Le bruit des bombes | Society
Témoignages

Le bruit des bombes

C'est l'histoire d'un match de football amical qui devait être anodin, mais qui a été choisi par les terroristes comme déclencheur de la série d'attentats du 13-Novembre. Tous ceux qui étaient au Stade de France –joueurs, supporters, staff, techniciens et politiques– se rappellent, minute par minute, cette nuit tragique.
  • Par Ronan Boscher et Vincent Riou, avec Julien Duez
  • 25 min.
  • Témoignages
Illustration pour Le bruit des bombes
PARIS, FRANCE - NOVEMBER 13: Spectators wait on the pitch during the International Friendly games between France and Germany at Stade de France on November 13, 2015 in Paris, France. Fans were allowed on the field following an explosion outside the Stadium and attacks across Paris claiming the lives of 137 people. (Photo by Xavier Laine/Getty Images)

PUBLIÉ DANS SO FOOT #161, NOVEMBRE 2018

Intervenants

Fabien Bonnel | capo du groupe de supporters Irrésistibles Français
Frédéric Calenge | journaliste pour TF1, sur le bord de la pelouse
Ilkay Gündogan | international allemand, entré à la 61e minute
François Hollande | président de la République, en tribune officielle
Stéphane Le Foll | ministre de l’Agriculture et porte-parole du gouvernement, en tribune officielle
David Paillet | ingénieur du son pour TF1, dans le car régie
Bacary Sagna | international français, qui a disputé toute la rencontre
Moussa Sissoko | international français, sur le banc de touche
Philippe Tournon | chef de presse des Bleus, sur le banc de touche
Jean-Charles Vankerkoven | réalisateur du match pour TF1, dans le car régie

L’avant-match

François Hollande: Même si un France-Allemagne est un match référence, j’ai décidé d’assister à la rencontre au dernier moment, quand le ministre des Affaires étrangères allemand, Frank-Walter Steinmeier, m’a confirmé sa présence.

Fabien Bonnel: Ces matchs de novembre sont des amicaux, sous une météo pas toujours clémente.
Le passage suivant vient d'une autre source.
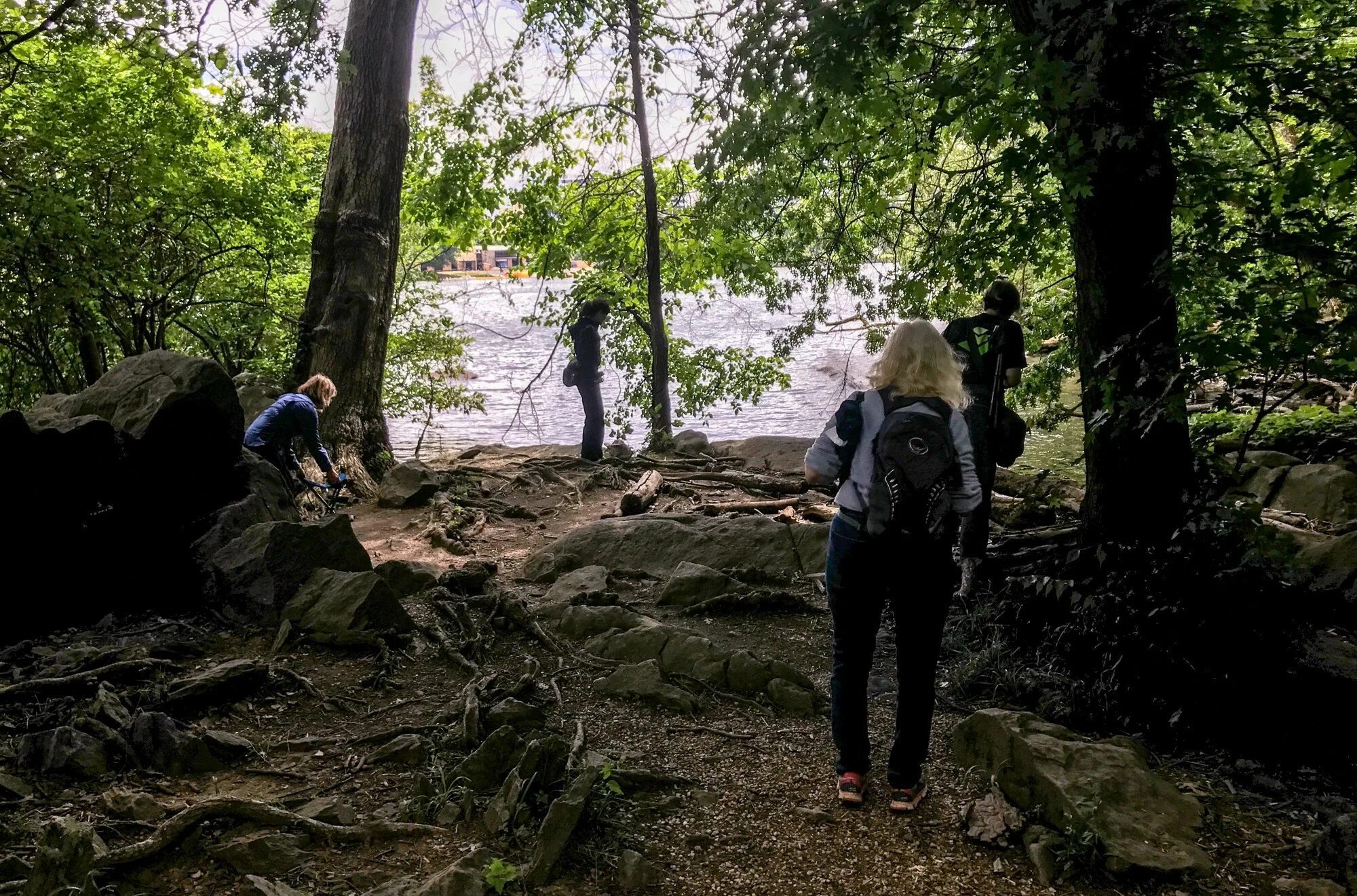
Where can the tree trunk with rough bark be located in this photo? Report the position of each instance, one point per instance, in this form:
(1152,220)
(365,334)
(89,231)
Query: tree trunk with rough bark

Mais là, on allait enchaîner deux belles affiches: les champions du monde en titre, puis l’Angleterre à Wembley, des rivaux historiques. Le Stade de France était quasi plein.

Ilkay Gündogan: Le 13 novembre, à midi, on a subi une alerte à la bombe dans notre hôtel. La police parisienne, professionnelle, a agi relativement vite et nous a évacués sur le site de Roland-Garros. Mis à part ça, rien ne distinguait l’avant-match d’une autre rencontre amicale.

François Hollande: Il n’y avait pas moins, pas plus de menaces que ce que nous avions connu depuis l’attentat de Charlie Hebdo et de l’Hyper Cacher. Le niveau de vigilance était élevé, mais ce match ne faisait pas l’objet de mesures particulières. Je suis arrivé au stade un quart d’heure avant le coup d’envoi, comme d’habitude. L’ambiance était bonne.

Jean-Charles Vankerkoven: Au Stade de France, il y a des emplacements pour les cars régie en dessous des tribunes. On était donc dans le stade, au niveau du terrain. Sinon, dispositif assez classique: entre 16 et 18 caméras, aucune sur l’extérieur.

David Paillet: On a une vingtaine de micros disposés autour du terrain. S’il y a un fort bruit ou un impact inhabituel, ça monte direct dans le rouge. Mais ça peut aussi bien être un cri de supporter, une bombe agricole ou un pétard.